Scientific classification
- Domain: Eukaryota
- Kingdom: Animalia
- Phylum: Arthropoda
- Class: Insecta
- Order: Hymenoptera
- Family: Ichneumonidae
- Subfamily: Rhyssinae
- Genus: Megarhyssa
- Species: M. greenei
- Binomial name: Megarhyssa greenei Viereck, 1911

= Megarhyssa greenei =

- Genus: Megarhyssa
- Species: greenei
- Authority: Viereck, 1911

Species of wasp

Megarhyssa greenei, also known as Greene's giant ichneumonid wasp, is a species of large ichneumon wasp. It is known from the United States and Canada.

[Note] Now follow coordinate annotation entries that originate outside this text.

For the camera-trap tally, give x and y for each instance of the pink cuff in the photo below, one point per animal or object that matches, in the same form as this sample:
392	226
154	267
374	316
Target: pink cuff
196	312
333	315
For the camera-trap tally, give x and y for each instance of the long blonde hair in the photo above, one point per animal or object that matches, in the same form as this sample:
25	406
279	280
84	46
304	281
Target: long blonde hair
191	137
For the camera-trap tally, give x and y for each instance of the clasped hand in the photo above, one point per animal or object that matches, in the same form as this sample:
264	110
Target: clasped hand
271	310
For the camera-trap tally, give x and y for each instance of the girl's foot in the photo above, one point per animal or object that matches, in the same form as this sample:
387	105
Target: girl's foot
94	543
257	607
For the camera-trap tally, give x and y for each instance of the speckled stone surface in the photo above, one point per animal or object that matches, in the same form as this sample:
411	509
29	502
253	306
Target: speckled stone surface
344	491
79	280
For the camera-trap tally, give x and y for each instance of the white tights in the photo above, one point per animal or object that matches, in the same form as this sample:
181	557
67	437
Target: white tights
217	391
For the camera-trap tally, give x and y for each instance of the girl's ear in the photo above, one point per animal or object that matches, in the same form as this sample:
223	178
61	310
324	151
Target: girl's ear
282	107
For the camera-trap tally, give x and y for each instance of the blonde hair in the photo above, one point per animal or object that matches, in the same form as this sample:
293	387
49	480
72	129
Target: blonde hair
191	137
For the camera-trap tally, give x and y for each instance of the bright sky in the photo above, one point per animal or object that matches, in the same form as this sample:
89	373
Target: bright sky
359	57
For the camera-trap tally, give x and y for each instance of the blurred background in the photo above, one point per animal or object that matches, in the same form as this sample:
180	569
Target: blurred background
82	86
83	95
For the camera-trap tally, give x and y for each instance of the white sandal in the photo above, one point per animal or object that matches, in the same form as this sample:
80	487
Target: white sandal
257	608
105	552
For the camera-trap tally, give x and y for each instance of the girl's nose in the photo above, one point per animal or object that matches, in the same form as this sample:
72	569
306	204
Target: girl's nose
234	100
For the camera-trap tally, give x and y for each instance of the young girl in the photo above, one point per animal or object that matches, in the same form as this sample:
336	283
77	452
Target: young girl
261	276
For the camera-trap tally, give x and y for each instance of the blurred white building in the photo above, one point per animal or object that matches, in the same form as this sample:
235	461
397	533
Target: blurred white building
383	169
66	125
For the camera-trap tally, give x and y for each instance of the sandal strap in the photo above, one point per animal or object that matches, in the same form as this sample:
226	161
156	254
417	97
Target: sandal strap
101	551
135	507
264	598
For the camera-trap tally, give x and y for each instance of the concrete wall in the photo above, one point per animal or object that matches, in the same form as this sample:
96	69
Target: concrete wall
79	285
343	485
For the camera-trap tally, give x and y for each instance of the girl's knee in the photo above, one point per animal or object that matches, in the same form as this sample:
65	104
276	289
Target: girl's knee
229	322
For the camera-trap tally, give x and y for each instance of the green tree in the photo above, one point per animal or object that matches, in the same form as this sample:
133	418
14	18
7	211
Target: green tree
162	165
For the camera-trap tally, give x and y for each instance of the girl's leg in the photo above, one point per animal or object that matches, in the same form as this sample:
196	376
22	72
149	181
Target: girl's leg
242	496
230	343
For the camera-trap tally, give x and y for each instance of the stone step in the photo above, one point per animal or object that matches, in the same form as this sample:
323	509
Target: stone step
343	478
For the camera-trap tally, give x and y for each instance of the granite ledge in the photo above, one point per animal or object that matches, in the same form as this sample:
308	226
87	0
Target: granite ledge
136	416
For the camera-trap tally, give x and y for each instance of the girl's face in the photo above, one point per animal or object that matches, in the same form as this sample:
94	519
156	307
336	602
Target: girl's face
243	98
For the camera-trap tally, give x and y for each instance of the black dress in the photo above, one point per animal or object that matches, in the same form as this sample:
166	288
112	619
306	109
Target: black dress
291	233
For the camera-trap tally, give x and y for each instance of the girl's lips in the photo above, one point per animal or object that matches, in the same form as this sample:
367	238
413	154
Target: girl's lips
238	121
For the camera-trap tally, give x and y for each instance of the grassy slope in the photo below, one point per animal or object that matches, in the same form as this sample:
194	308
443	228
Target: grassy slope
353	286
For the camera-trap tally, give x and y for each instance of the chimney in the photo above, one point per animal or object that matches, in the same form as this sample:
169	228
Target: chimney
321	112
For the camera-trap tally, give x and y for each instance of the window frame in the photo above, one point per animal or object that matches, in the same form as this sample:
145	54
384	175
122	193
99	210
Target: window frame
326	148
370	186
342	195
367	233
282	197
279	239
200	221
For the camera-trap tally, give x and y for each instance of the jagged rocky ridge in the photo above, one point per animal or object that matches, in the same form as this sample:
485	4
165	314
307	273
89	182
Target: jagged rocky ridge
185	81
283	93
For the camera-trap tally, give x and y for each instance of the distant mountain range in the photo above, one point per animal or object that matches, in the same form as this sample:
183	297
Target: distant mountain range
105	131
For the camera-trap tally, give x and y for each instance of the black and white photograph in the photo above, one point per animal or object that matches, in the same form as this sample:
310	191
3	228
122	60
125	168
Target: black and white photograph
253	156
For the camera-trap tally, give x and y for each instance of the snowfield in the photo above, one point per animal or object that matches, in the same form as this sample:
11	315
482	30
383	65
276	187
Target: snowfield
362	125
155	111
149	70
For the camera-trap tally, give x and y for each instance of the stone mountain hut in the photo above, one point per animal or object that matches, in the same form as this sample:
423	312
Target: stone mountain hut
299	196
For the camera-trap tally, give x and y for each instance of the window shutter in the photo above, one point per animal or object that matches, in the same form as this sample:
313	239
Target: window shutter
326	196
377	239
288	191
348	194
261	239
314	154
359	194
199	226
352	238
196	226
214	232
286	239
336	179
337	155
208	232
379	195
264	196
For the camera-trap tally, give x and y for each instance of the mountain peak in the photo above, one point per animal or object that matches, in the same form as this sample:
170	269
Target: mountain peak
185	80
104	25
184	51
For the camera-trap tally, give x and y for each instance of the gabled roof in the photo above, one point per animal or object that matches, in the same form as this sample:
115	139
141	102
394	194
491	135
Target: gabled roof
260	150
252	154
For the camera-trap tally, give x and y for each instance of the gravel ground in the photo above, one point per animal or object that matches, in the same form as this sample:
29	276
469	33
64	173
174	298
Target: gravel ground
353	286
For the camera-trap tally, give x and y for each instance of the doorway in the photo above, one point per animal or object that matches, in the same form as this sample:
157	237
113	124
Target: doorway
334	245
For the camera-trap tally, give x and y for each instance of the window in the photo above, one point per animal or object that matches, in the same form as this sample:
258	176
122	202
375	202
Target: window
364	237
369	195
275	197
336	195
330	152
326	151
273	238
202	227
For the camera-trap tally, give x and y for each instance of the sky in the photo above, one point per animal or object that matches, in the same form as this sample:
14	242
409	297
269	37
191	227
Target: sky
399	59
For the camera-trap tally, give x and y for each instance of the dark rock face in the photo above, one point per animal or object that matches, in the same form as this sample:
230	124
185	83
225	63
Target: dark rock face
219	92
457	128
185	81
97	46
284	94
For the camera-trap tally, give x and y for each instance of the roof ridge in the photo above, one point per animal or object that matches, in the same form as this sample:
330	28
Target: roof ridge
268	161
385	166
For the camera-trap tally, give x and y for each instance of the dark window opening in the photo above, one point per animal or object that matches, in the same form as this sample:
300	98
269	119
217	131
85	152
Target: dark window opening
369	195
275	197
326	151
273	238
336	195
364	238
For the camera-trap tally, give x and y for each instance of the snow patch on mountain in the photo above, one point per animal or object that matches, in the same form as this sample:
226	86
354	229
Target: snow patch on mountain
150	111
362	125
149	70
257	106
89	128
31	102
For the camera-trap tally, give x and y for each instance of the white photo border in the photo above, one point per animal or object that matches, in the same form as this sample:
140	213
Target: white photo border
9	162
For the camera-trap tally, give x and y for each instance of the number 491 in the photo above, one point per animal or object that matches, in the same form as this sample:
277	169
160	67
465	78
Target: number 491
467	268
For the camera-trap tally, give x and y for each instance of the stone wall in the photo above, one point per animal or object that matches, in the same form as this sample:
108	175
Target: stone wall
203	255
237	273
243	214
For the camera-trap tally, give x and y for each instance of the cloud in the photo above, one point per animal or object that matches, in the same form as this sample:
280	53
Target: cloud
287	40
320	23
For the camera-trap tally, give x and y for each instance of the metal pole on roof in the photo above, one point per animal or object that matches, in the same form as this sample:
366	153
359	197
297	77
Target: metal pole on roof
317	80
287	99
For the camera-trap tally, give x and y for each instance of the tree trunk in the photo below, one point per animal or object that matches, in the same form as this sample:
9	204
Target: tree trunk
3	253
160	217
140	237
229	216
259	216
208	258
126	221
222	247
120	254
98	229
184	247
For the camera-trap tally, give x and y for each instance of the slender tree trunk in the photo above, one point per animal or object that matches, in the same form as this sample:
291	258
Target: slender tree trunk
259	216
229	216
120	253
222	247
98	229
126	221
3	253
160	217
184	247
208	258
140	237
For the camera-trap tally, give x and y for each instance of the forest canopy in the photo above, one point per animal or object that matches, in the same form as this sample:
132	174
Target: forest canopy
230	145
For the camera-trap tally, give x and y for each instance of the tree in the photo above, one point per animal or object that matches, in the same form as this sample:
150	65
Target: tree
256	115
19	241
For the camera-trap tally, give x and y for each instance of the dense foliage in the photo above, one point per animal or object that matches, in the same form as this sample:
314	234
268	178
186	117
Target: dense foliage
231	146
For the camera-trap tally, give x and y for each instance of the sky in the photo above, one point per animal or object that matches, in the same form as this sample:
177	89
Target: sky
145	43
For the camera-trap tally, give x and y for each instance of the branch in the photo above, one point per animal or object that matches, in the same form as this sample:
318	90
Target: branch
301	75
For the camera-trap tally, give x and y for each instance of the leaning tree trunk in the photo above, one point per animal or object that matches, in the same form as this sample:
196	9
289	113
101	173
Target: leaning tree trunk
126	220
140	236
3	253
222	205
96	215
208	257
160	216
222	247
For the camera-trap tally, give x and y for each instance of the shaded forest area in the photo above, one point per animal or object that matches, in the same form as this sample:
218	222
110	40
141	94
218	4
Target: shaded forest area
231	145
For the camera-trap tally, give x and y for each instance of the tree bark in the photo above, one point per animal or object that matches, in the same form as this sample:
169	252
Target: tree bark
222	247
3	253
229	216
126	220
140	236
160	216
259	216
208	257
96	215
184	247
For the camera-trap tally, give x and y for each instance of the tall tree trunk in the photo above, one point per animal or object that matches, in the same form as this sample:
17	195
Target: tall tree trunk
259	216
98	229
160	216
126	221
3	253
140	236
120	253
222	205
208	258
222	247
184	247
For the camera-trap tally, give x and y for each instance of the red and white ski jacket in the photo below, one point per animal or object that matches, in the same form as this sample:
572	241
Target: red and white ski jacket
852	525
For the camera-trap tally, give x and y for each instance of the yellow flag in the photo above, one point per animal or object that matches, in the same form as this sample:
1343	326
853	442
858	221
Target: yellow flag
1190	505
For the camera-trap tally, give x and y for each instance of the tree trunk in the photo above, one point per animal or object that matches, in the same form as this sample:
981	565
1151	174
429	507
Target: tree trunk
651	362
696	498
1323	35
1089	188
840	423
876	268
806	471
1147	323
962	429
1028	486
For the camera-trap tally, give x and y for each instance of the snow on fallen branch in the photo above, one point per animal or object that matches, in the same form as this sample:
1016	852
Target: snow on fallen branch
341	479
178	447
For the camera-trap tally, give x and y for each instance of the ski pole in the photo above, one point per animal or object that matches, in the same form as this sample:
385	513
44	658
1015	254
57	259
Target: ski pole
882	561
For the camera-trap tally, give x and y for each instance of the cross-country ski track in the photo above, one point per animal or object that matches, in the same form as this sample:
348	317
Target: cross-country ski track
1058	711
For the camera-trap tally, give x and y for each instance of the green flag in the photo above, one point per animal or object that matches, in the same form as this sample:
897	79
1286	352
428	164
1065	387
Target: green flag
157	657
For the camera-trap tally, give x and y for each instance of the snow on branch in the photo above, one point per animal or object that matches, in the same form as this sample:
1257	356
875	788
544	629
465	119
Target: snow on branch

== Description and identification ==
It is very similar in appearance to Megarhyssa macrurus, but the latter species has a relatively longer ovipositor (about 2x the total body length, where greenei is only slightly greater than 1x), and usually has more extensive dark wing markings. M. greenei also lacks the dark striping on the face present on M. macrurus.

== Ecology ==
M. greenei is a parasitoid wasp, and its host is Tremex columba, a sawfly. Females must find a larva of this species, and lay an egg close by or on it. The larva of Megarhyssa devours it, it pupates under the bark of trees, and it emerges as an adult one year later.